I hadn't even considered some things sit on the wrong side, as it's grey, of disagreement into abuse. Needless to say she doesn't respect those, especially when intoxicated. I think she does it to boost her self esteem in a warped and vindictive manner. If she said to me topic A is off the agenda, that would be fine but one rule for one..

Paula
23-11-21, 08:05 AM
What are you going to do to change things?

Suzi
23-11-21, 12:53 PM
It's hard, but maybe it's time to cut yourself a safe space away from her for a while?

Mattypompy
27-11-21, 02:25 AM
It's hard, but maybe it's time to cut yourself a safe space away from her for a while?


Hey there.

Yes you're so right. The same toxic pathology repeats itself. I don't think it can change. I have identified quite a lot of contradictory aspects to her behaviour. I'm convinced that there's a deep inner bitterness towards me, and an in denial self righteous emotional pain that she projects onto me to improve her self esteem.
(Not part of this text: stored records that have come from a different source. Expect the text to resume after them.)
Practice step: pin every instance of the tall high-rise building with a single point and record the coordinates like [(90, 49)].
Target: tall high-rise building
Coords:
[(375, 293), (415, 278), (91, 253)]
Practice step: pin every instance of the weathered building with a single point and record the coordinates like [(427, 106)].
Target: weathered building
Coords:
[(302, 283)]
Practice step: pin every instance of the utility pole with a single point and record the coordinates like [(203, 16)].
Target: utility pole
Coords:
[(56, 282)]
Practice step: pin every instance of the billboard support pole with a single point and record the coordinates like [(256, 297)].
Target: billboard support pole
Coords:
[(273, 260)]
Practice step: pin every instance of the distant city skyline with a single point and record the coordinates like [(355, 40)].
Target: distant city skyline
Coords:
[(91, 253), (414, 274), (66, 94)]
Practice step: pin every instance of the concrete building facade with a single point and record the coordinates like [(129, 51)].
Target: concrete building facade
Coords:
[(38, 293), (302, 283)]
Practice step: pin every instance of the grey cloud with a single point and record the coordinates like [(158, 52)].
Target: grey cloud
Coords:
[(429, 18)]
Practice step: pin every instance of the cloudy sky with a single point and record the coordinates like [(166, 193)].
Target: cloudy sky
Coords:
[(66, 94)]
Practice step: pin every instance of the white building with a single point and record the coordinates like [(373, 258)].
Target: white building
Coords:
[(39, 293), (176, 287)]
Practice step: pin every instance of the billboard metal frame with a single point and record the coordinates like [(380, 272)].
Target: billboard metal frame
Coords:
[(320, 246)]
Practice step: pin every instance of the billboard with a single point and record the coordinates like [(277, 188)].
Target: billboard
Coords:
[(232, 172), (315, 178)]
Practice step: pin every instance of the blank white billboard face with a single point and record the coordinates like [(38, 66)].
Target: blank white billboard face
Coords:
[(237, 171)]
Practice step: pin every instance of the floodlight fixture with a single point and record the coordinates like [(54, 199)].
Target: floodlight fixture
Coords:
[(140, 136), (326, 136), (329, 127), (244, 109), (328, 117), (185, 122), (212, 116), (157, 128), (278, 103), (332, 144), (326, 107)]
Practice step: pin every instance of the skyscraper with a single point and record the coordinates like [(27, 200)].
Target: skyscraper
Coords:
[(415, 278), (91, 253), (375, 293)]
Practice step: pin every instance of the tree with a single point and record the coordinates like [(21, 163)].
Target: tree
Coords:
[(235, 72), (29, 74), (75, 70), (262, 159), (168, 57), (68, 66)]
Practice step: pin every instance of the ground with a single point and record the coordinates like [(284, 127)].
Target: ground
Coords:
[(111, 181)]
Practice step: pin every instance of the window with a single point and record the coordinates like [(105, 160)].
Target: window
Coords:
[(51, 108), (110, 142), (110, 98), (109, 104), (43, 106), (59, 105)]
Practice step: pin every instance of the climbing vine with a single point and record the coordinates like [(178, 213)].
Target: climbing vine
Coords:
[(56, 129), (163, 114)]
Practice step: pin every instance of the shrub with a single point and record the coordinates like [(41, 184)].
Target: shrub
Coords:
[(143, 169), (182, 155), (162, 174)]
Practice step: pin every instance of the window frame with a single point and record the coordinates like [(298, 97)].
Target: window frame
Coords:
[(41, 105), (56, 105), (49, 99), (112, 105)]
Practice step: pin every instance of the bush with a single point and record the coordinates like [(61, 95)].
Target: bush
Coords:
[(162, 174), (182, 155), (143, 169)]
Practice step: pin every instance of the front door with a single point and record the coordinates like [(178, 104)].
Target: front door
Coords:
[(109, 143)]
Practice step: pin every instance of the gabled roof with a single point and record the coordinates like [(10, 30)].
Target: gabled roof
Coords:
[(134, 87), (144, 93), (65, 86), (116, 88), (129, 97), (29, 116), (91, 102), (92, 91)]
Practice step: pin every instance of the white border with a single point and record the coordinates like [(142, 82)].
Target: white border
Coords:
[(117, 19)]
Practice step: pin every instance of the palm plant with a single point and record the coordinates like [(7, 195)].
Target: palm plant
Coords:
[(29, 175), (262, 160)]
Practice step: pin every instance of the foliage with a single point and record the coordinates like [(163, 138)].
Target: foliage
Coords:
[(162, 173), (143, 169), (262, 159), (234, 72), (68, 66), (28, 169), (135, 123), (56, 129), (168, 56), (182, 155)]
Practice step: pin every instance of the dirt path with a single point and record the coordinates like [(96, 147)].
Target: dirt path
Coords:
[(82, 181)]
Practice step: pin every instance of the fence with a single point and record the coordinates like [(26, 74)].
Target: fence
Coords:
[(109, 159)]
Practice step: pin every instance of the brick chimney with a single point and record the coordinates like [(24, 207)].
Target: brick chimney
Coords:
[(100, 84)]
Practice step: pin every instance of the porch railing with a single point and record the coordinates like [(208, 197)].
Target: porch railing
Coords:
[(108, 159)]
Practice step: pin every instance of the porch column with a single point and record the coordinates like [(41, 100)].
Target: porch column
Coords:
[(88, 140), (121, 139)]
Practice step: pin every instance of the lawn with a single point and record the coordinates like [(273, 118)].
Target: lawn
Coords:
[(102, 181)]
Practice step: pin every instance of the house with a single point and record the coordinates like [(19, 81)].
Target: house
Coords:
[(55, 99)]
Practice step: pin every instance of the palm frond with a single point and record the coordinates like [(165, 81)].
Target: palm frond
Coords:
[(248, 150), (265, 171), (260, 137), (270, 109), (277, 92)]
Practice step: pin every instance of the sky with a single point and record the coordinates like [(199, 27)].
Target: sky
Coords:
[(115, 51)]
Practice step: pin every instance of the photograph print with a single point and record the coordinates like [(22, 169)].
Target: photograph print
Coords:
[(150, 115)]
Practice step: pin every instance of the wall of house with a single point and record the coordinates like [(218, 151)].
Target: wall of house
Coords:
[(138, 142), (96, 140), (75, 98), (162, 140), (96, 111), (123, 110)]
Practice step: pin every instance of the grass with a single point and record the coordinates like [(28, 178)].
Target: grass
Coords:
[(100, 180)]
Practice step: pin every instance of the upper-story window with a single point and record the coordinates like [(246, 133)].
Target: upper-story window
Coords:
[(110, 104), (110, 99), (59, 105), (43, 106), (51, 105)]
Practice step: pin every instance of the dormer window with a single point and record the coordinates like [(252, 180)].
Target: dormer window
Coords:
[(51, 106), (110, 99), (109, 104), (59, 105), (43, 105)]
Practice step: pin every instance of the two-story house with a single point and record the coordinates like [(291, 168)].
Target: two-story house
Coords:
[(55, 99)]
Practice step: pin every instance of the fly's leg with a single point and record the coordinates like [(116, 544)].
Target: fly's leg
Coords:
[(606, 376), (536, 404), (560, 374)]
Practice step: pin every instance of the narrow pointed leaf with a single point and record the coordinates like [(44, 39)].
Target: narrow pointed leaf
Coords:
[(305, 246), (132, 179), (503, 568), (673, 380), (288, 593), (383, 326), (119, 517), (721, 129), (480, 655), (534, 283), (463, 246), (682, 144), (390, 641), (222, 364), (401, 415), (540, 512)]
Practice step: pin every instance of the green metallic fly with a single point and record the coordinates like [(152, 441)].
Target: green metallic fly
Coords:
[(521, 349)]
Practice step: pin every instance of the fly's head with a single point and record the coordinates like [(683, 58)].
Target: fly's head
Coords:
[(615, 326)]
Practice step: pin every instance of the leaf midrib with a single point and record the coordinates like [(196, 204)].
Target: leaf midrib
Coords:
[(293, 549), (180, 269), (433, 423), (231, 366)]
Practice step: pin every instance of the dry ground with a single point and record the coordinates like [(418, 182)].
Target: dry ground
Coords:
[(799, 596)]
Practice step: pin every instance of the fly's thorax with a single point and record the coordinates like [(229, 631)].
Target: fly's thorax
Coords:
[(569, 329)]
I need to be strong and disciplined.

Thanks 👌

Strugglingmum
27-11-21, 10:37 AM
Actually what you need lovely is to realise you are worth so much more than that, that you dont need to be around that sort of treatment, nor do you need to accept it.
It's ok to be kind to you and not accept this sort of treatment as inevitable or excusable. It took me a very long time to realise and believe it was ok to cut a family member out of my life but once I did, I started to improve with my mental health.
Family isn't just about blood, it's the people who love and accept us just the way we are and treat us in that way.

Suzi
27-11-21, 11:33 AM
SM is so totally right. You are worth so much more than how you allow her to treat you.

OldMike
29-11-21, 09:42 PM
SMum is spot on with her analysis, sometimes people can be just nasty and by putting people down makes them feel better, enough of the fireside psychology just don't let it get to you.